Shrimp Burrito Bowl
Yield: 2
Adapted from: Dinnerly
Shrimp, black beans, scallions, salsa, and sour cream atop a bed of fluffy rice.
Prep: 10 Cook: 20
- ½tsp garlic powder
- 115 oz can black beans
- 5oz Jasmine rice
- 2TBS sour cream
- 2scallions
- 10oz shrimp
- 4oz salsa
- salt & pepper
- olive oil
Rinse beans:
Drain and rinse beans.
Cook rice & beans:
Heat 1 TBS oil in a small saucepan over medium. Add rice and ½ tsp granulated garlic, cook, stirring, until rice is toasted, and garlic is fragrant, about 1 minute. Add beans, 1¼ cups water, and ½ tsp salt, bring to a boil over high. Cover and cook over low until rice is tender and water is absorbed, about 17 minutes. Keep covered off heat until ready to serve.
Prep ingredients:
In a small bowl, thin sour cream by stirring in 1 tsp water at a time, as needed until it drizzles from a spoon. Season to taste with salt and pepper, set aside until ready to serve.
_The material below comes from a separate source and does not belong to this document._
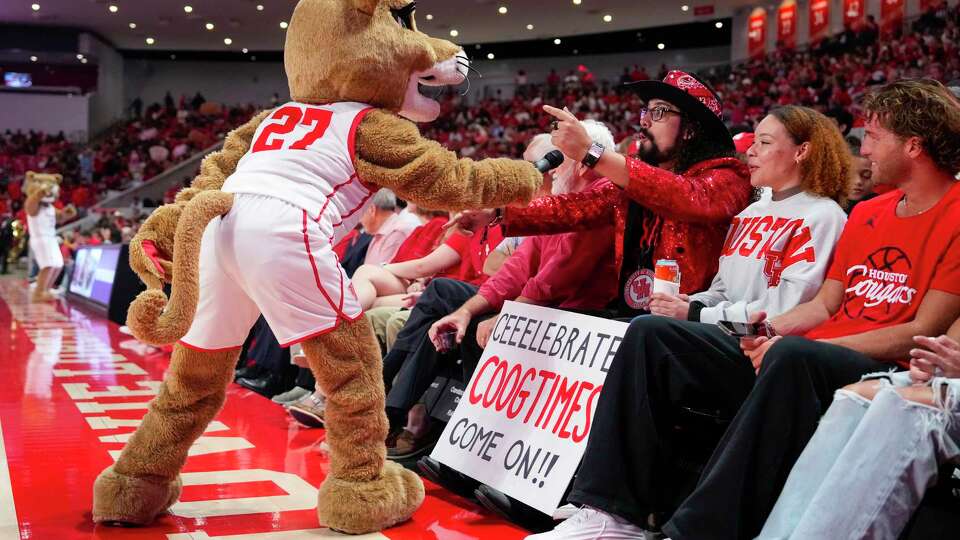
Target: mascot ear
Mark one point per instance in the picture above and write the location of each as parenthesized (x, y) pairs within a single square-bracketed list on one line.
[(366, 6)]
Trim ends from scallions, then thinly slice. Rinse shrimp and pat very dry (first thaw under cool running water, if necessary), season all over with salt and pepper.
Cook shrimp:
Heat 1 TBS oil in a medium skillet over medium-high. Add shrimp and half of the scallions, cook, stirring occasionally, until shrimp are pink, and scallions are fragrant, 2–3 minutes. Add salsa and continue to cook, stirring, until salsa is warmed, and shrimp are cooked through, about 1 minute. Season to taste with salt and pepper.
Serve:
Fluff rice with a fork. Serve shrimp and salsa over rice and beans, then drizzle with sour cream and sprinkle with remaining scallions. Enjoy!
Next level:
Top your bowl with a crunchy slaw for a hit of acidity and texture. Stir together lime juice and zest, freshly chopped cilantro, oil, salt, and pepper, then add shredded cabbage, tossing to coat. Set it aside while you cook through the recipe or make the night before and refrigerate until ready to serve.